Abstract Background Compared with those born at term gestation, infants with complex congenital heart defects (CCHD) who were delivered before 37 weeks of gestational age and received neonatal open cardiac surgery (OHS) have poorer neurodevelopmental outcomes in early childhood. Specific details related to the neurodevelopmental outcome of these infants remain unpublished. Objectives To describe the growth, disability, functional, and neurodevelopmental outcome in early childhood of preterm infants (born at &lt;37+0 weeks gestation) with CCHD and neonatal OHS. Design/Methods We studied all infants with CCHD who received OHS within 6 weeks of corrected age between 1996 and 2016. In the Western Canadian Complex Pediatric Therapies Follow-up Program, comprehensive neurodevelopmental assessments at a corrected age of 18-24 months were done by multidisciplinary teams at the original referral sites.

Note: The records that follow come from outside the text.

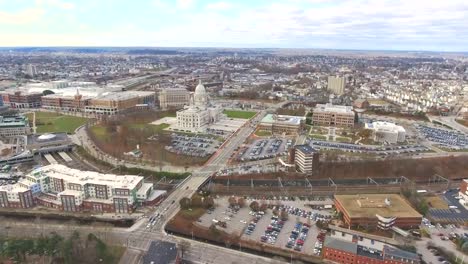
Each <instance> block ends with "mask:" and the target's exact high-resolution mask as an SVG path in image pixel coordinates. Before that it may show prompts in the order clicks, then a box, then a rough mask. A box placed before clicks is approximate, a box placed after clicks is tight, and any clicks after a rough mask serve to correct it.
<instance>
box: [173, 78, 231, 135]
mask: <svg viewBox="0 0 468 264" xmlns="http://www.w3.org/2000/svg"><path fill="white" fill-rule="evenodd" d="M223 115H224V114H223V110H222V109H221V108H219V107H216V106H210V105H209V103H208V94H207V93H206V90H205V87H204V86H203V84H202V83H201V81H200V83H199V84H198V85H197V87H196V88H195V93H194V95H193V103H191V104H190V105H189V106H187V107H185V108H184V109H183V110H179V111H177V129H181V130H185V131H191V132H194V131H199V130H201V129H203V128H204V127H206V126H208V125H211V124H214V123H216V122H218V121H219V120H220V119H221V118H222V117H223Z"/></svg>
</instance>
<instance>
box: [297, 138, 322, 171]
mask: <svg viewBox="0 0 468 264" xmlns="http://www.w3.org/2000/svg"><path fill="white" fill-rule="evenodd" d="M318 162H319V153H318V151H316V150H315V149H313V148H312V147H311V146H310V145H297V146H295V153H294V164H295V165H296V169H297V170H298V171H299V172H301V173H306V174H311V173H312V172H313V171H314V169H316V168H317V166H318Z"/></svg>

In addition to demographic and clinical data, standardized age-appropriate outcome measures included physical growth with calculated Z-scores, disabilities including cerebral palsy, visual impairment, sensorineural hearing loss; adaptive function (Adaptive Behavioural Assessment System-II); and cognitive, language, and motor skills (Bayley Scales of Infant and Toddler Development-III). Results From 1996 to 2016, 115 preterm infants (34±2 weeks gestation, 2339±637g, 64% males) with CCHD had OHS with 11(10%) deaths before first discharge and 21 (18%) by 2 years. Prior to the first surgery, 7 (6%) neonates had cerebral injuries. Overall, 7 had necrotizing enterocolitis; none had retinopathy of prematurity. All 94 surviving infants received comprehensive evaluation at 2 years corrected age; Eighteen (19%) had congenital syndromes who had worse functional and neurodevelopmental outcomes compared to those (n=76) without syndromal abnormalities (SA) (Table). Conclusion For preterm neonates with CCHD and early OHS, the mortality was significant, but the short-term neonatal morbidity was not increased. Compared with published preterm outcomes, the early outcome suggests more cerebral palsy but not sensorineural hearing loss, and greater neurodevelopmental delay. This information is important for management care of the infants, parental counselling and the decision-making process.